Wednesday, May 4, 2016

What I Would Say to You

Dear Mama Friends,

This is what I would like to say to you, and perhaps you need to hear it. It's what I would like someone to say to me, although it's easier to say than to believe.

You are not a terrible person. I know sometimes it seems like children bring out the absolute worst in you – all the frustration and anger and selfishness. But you are actually the same person you used to be; it's just harder now to kid yourself about how awesomely kind and loving you are. Think about how much patience practice you have gotten over the years. Even if your patience is still not enough to last the 24 hours a day that you need it, you are more patient now than ever before.

You are not doing it wrong. There is that baby who sleeps all night from 2 weeks old. There is that toddler who potty trains in 2 hours. There is that child who teaches herself to read at 2 years. That is not your child. That is not most people's child. It's completely normal for babies to wake up during the night, and to start waking up again once they've stopped. Yours is not the only toddler to poop anywhere but the potty. And it's supper frustrating. But it's not because you have missed the Perfect Window or the Vital Step or the One True Way. It's because every child is different and life is just messy (literally) and much more complex than we'd like it to be. It's not you.

You remember the moments when you snapped and acted like a sleep deprived two year old. And your kids might too. (Let's be honest, they'll grow up and blame you for everything no matter what. That's what therapy is for.) Those are such big moments right now, moments that seem to define everything. But in ten or twenty years your kids will mostly remember sandwich triangles and silly songs at bedtime and all the little moments colored by security, trust, and someone there who cared.

You are not failing. It sure looks like it sometimes. You cannot possibly stay on top the mess. You don't cook enough vegetables. You did not create magical memories for the first or hundredth or last day of school. Some days (years?) your children will invariably act horrible and you will be certain you are raising them to be terrors. They don't sleep. They won't focus on school. They won't calm down for two blessed seconds. They are far from perfect, and you are far from perfect, but you are far from a failure. You battle frustration and lack of accomplishment and invisible progress every single day and what do you do? You get back up again the next day (or every few hours all night long) and start it all over again! Day after day after day after year. If that's not success, I don't know what is.

Those dark circles are beautiful. They tell of so many nights of self denial and caring for others. That saggy stomach sheltered a tiny human being or three or four. Those stretch marks show how you literally stretched yourself to the limit for the sake of new life. Your hair is turning gray before your eyes – because even your hair has worked so hard at this business of life. Your whole body is showing how you have lived and how you have given. All those imperfections whisper of the tears and losses and anger and disappointment that you don't like to let show; they give away how hard this has been. They show how strong you are. The mirror might show something that seems worse than before, but you are a wonder.

What you are doing matters. All those menial, meaningless loads of laundry and trips to the potty and time outs and cleaning up markers off the floor and washing snotty noses and helping focus on another math problem and quieting the screaming and making another dinner. You are providing your children with food and clothes and keeping them safe and helping them to learn some kindness and responsibility and math, and where would they be without that? Human children are pretty helpless. They need you. They follow you around everywhere you go talking incessantly because they want to be with you.

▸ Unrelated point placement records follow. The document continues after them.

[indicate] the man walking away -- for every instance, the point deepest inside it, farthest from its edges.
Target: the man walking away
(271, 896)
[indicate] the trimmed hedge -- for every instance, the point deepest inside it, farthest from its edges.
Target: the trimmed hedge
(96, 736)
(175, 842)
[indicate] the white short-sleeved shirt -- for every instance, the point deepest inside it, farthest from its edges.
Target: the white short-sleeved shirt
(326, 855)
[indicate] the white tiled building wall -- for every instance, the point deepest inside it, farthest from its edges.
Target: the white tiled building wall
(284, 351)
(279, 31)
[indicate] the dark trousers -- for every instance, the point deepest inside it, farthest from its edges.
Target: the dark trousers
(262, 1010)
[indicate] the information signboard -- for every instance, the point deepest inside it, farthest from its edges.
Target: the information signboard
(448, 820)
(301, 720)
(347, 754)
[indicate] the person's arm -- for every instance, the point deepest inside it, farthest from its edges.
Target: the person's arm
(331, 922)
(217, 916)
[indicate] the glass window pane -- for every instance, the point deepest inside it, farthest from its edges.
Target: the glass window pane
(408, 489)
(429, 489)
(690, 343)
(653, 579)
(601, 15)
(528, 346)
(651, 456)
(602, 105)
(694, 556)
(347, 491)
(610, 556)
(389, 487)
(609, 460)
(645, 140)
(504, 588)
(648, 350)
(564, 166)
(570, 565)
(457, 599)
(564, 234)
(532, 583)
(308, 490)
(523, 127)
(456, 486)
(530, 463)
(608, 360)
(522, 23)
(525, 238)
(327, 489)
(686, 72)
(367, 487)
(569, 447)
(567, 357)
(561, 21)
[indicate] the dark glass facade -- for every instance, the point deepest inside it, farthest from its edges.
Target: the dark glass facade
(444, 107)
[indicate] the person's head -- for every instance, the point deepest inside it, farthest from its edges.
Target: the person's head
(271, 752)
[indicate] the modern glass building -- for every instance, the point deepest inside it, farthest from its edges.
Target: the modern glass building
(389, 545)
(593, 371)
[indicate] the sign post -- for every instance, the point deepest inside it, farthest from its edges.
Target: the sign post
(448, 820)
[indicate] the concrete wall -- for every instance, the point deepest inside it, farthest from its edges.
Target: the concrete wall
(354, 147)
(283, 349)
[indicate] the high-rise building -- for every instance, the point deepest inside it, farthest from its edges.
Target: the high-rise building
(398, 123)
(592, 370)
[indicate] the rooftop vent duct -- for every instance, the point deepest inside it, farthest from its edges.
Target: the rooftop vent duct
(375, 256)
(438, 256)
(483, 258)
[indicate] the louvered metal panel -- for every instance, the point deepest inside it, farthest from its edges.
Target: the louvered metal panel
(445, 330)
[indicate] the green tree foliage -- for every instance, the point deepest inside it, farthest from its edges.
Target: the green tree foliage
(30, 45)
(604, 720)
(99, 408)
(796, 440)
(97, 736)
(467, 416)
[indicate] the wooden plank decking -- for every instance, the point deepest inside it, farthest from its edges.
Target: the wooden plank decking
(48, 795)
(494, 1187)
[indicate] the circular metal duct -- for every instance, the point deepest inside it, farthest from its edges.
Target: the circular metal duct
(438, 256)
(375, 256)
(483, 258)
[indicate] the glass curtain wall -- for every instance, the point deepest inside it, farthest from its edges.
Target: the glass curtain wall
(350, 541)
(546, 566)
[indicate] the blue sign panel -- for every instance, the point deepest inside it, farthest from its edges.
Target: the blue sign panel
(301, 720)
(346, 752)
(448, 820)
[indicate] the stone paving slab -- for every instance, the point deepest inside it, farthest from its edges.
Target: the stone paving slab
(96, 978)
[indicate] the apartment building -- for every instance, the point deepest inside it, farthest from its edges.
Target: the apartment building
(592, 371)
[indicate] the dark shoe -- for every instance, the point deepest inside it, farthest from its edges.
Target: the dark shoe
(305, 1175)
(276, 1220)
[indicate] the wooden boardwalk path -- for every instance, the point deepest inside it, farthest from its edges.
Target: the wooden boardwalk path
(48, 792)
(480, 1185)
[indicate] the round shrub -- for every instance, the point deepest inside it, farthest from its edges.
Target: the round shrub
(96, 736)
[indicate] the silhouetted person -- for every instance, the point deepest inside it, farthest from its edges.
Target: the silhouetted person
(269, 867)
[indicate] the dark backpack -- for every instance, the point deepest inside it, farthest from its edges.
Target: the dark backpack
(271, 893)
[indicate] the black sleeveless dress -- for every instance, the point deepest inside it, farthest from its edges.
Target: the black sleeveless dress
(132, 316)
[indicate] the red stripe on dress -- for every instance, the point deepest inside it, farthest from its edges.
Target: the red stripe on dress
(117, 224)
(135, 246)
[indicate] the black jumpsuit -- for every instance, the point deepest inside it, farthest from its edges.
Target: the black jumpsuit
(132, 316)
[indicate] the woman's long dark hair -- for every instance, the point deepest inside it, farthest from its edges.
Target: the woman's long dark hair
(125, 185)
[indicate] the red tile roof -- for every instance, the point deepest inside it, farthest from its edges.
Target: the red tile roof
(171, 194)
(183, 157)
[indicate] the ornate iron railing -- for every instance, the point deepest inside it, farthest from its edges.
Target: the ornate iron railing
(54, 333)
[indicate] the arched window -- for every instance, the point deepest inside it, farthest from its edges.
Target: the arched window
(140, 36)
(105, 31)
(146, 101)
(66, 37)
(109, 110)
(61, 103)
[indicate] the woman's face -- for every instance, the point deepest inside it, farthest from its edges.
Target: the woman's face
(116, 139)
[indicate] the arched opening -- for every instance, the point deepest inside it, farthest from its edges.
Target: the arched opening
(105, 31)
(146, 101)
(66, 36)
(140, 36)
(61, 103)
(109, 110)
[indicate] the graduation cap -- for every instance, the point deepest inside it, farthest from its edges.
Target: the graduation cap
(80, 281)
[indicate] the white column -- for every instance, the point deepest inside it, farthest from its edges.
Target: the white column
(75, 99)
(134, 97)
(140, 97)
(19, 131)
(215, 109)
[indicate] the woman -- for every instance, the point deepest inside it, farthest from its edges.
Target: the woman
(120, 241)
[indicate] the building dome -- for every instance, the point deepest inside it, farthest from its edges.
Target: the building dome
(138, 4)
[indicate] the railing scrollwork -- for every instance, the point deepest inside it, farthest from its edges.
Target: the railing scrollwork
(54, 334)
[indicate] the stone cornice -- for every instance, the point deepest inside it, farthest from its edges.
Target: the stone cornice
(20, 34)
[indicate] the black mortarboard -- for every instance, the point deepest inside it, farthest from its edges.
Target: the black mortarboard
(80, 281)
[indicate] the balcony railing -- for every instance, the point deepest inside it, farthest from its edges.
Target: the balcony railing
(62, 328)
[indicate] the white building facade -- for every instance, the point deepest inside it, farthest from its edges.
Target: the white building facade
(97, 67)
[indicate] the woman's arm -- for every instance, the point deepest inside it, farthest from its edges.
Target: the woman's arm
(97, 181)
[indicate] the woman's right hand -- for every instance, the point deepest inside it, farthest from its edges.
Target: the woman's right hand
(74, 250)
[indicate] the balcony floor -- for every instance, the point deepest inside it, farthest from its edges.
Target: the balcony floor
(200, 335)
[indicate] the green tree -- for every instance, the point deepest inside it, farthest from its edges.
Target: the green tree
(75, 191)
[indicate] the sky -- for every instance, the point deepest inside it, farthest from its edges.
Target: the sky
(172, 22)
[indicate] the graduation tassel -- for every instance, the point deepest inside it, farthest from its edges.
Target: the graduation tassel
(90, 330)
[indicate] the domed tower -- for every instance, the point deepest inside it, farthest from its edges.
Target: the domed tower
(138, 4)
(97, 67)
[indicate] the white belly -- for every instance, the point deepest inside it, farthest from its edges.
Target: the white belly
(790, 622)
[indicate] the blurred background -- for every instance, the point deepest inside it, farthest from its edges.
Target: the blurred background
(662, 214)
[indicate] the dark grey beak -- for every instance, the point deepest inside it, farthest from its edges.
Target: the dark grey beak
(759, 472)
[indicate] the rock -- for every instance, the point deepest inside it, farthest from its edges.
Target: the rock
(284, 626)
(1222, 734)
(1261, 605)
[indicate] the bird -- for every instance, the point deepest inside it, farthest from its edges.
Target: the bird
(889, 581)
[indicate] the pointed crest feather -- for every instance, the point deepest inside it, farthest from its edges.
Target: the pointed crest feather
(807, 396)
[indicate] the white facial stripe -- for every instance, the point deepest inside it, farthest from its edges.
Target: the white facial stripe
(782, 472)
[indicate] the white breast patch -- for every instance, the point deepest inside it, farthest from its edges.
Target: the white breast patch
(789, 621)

What you are doing matters. In itself, by itself, this is incredible spiritual work. You are literally feeding and clothing the least of these. You are washing feet and showing the extent of your love. You put others' needs before your own day and night. You hear your baby cry, and you answer him. You lift him out of darkness and draw him into your arms, giving comfort. You offer your physical body as a sacrifice.

You are weary and discouraged and wonder if you will ever again do something that feels meaningful, something that you can finish. But this right here, this is IT. This is life. You were made for this life, for this every day, and you are doing it so well. Let us raise our coffee mugs together in solidarity. We are doing this. Carry on.

Ruth

1 comment:

travelinglands said...

Tears. So many tears--of relief, of sadness, and of joy. Thank you for writing this and sharing this!